Gli amanti del nuoto libero sanno che la loro amatissima piscina sotterranea è un luogo quieto, perfetto per il relax e la concentrazione, dove ciascuno gestisce il suo corpo e il suo tempo lontano dal mondo di superficie. È il loro spazio, la loro zona di conforto, la fonte di un benessere superiore. La loro è una vita appartata e felice, vasca dopo vasca, virata dopo virata. Fino al giorno in cui la comparsa di una crepa sul fondo della piscina incrina le certezze di tutti, soprattutto di Alice.
Alice, madre della narratrice, soffre anche lei, in parallelo, per le crepe insanabili che minacciano la sua memoria. Senza la piscina a strutturare il suo tempo, la sua vita intera scivola nella confusione, nello scompiglio, nell’incertezza.
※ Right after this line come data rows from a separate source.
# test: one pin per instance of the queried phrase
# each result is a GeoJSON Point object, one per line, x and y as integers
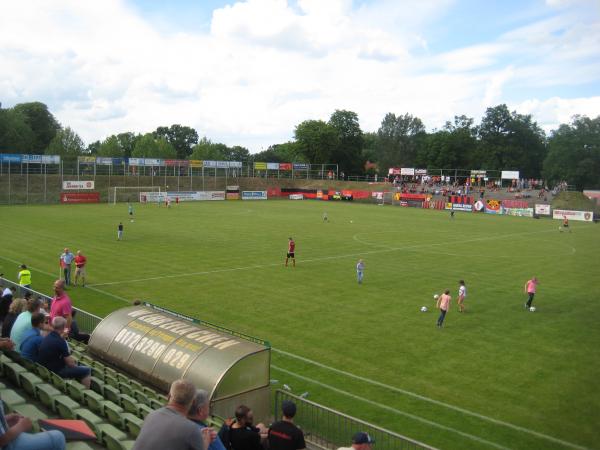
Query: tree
{"type": "Point", "coordinates": [510, 141]}
{"type": "Point", "coordinates": [574, 154]}
{"type": "Point", "coordinates": [347, 152]}
{"type": "Point", "coordinates": [149, 146]}
{"type": "Point", "coordinates": [16, 135]}
{"type": "Point", "coordinates": [182, 138]}
{"type": "Point", "coordinates": [66, 143]}
{"type": "Point", "coordinates": [398, 140]}
{"type": "Point", "coordinates": [316, 141]}
{"type": "Point", "coordinates": [42, 123]}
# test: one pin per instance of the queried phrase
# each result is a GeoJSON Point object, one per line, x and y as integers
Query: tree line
{"type": "Point", "coordinates": [503, 140]}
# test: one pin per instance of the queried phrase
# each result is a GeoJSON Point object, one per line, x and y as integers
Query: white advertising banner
{"type": "Point", "coordinates": [584, 216]}
{"type": "Point", "coordinates": [76, 185]}
{"type": "Point", "coordinates": [254, 195]}
{"type": "Point", "coordinates": [510, 174]}
{"type": "Point", "coordinates": [542, 210]}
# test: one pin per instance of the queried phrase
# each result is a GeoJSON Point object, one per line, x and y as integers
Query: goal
{"type": "Point", "coordinates": [129, 193]}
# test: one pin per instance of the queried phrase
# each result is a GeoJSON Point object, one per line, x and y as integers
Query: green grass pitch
{"type": "Point", "coordinates": [494, 377]}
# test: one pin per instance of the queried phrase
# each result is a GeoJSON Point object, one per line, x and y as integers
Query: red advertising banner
{"type": "Point", "coordinates": [80, 197]}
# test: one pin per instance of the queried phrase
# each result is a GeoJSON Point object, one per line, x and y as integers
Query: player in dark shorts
{"type": "Point", "coordinates": [290, 253]}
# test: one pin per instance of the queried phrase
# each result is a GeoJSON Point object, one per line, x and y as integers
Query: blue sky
{"type": "Point", "coordinates": [246, 73]}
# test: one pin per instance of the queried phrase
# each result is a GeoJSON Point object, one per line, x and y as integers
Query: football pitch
{"type": "Point", "coordinates": [497, 376]}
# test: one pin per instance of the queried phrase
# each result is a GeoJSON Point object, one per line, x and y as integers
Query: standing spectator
{"type": "Point", "coordinates": [61, 304]}
{"type": "Point", "coordinates": [66, 259]}
{"type": "Point", "coordinates": [80, 262]}
{"type": "Point", "coordinates": [5, 301]}
{"type": "Point", "coordinates": [32, 339]}
{"type": "Point", "coordinates": [24, 277]}
{"type": "Point", "coordinates": [360, 441]}
{"type": "Point", "coordinates": [284, 435]}
{"type": "Point", "coordinates": [14, 434]}
{"type": "Point", "coordinates": [54, 354]}
{"type": "Point", "coordinates": [242, 434]}
{"type": "Point", "coordinates": [16, 307]}
{"type": "Point", "coordinates": [168, 427]}
{"type": "Point", "coordinates": [360, 270]}
{"type": "Point", "coordinates": [443, 304]}
{"type": "Point", "coordinates": [530, 289]}
{"type": "Point", "coordinates": [198, 414]}
{"type": "Point", "coordinates": [23, 322]}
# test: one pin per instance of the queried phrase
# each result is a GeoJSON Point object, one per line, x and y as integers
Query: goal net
{"type": "Point", "coordinates": [129, 193]}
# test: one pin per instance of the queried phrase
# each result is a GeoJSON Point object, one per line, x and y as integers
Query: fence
{"type": "Point", "coordinates": [329, 429]}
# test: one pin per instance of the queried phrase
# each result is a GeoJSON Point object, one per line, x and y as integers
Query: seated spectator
{"type": "Point", "coordinates": [32, 338]}
{"type": "Point", "coordinates": [16, 307]}
{"type": "Point", "coordinates": [14, 436]}
{"type": "Point", "coordinates": [199, 412]}
{"type": "Point", "coordinates": [169, 428]}
{"type": "Point", "coordinates": [23, 322]}
{"type": "Point", "coordinates": [284, 435]}
{"type": "Point", "coordinates": [74, 332]}
{"type": "Point", "coordinates": [55, 356]}
{"type": "Point", "coordinates": [242, 434]}
{"type": "Point", "coordinates": [360, 441]}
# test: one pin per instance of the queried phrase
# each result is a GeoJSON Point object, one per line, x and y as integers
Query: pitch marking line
{"type": "Point", "coordinates": [393, 410]}
{"type": "Point", "coordinates": [429, 400]}
{"type": "Point", "coordinates": [324, 258]}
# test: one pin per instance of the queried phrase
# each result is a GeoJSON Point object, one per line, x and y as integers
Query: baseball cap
{"type": "Point", "coordinates": [288, 408]}
{"type": "Point", "coordinates": [362, 438]}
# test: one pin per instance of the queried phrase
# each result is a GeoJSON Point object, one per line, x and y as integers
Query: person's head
{"type": "Point", "coordinates": [200, 406]}
{"type": "Point", "coordinates": [362, 441]}
{"type": "Point", "coordinates": [243, 415]}
{"type": "Point", "coordinates": [59, 287]}
{"type": "Point", "coordinates": [182, 394]}
{"type": "Point", "coordinates": [33, 305]}
{"type": "Point", "coordinates": [288, 408]}
{"type": "Point", "coordinates": [37, 320]}
{"type": "Point", "coordinates": [58, 324]}
{"type": "Point", "coordinates": [17, 306]}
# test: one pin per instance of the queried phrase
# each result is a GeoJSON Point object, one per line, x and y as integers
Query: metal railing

Sua figlia la osserva, e ricostruisce per lei un passato che la memoria non trattiene più: l’infanzia, il campo di concentramento per giapponesi, il lungo matrimonio, la morte della prima figlia neonata, l’esperienza di madre nippoamericana in California.
Con una scrittura essenziale che ha fatto pronunciare a molti critici e lettori la parola «capolavoro», e con indicibile grazia e profonda tenerezza, Julie Otsuka osserva il declino di una madre imparando a orientarsi in un rapporto difficile e insieme ad amarla come mai prima.